Ethernet (w5100) sketch hangs

I'm having a problem and I wonder if anyone can share insight.

I have a sketch running on an Uno with an ethernet (w5100) shield. The sketch monitors a weather station and about once a minute sends a HTTP GET request to a web server.

I'm having trouble keeping the sketch running. After a certain number of iterations it just stops. Initially it was stopping after about 200 or 300 updates. The number would vary from run to run and was as low as 50 once. I changed it so that Ethernet.begin() gets called before each GET request. This has improved reliability somewhat, now I can go about 1500 updates before the sketch hangs. This still is not acceptable reliability, as it means the sketch typically runs for about 24 hours.

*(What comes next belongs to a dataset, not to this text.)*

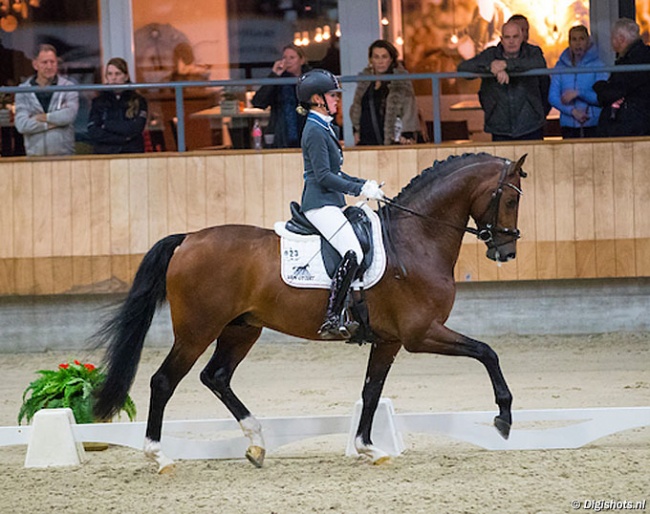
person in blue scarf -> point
(325, 185)
(573, 94)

Resetting the arduino gets it running again, until it hangs again.

When it is locked up it does respond to a ping.

I suspect that some flakiness within the ethernet shield is causing the problem -- but of course it's human nature for me to believe that my code can't possibly be the problem. That said, my code is relatively simple, the problem is non-deterministic, and calling Ethernet.begin() made it work better, all of which combine to make me suspicious.

So, a couple of questions: First, is what I'm trying to do uncommon? Are there people out there who use the ethernet shield for tens of thousands or hundreds of thousands of connections without resetting? Does it work? Second, if it is flakiness, is there a way that I can safely have my sketch do a hardware reset periodically?

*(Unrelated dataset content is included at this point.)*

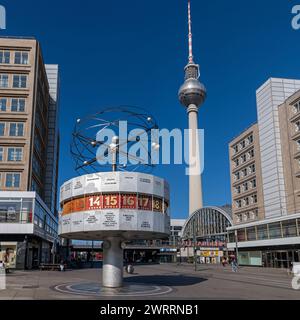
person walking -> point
(234, 265)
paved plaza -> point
(167, 281)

Any thoughts are appreciated.

Thanks.

Running out of RAM?

I suspect that some flakiness within the ethernet shield is causing the problem -- but of course it's human nature for me to believe that my code can't possibly be the problem. That said, my code is relatively simple, the problem is non-deterministic, and calling Ethernet.begin() made it work better, all of which combine to make me suspicious.

Yes, the hardware rewires itself depending on how it is feeling. :) I'd go with the loss of memory as a suspect area due to a failed connections or similar.

Maybe if you posted your code, someone might be able to help.

This post gives a plausible explanation: http://www.arduino.cc/cgi-bin/yabb2/YaBB.pl?num=1235991468/14#14

That link is not a plausible explanation to me.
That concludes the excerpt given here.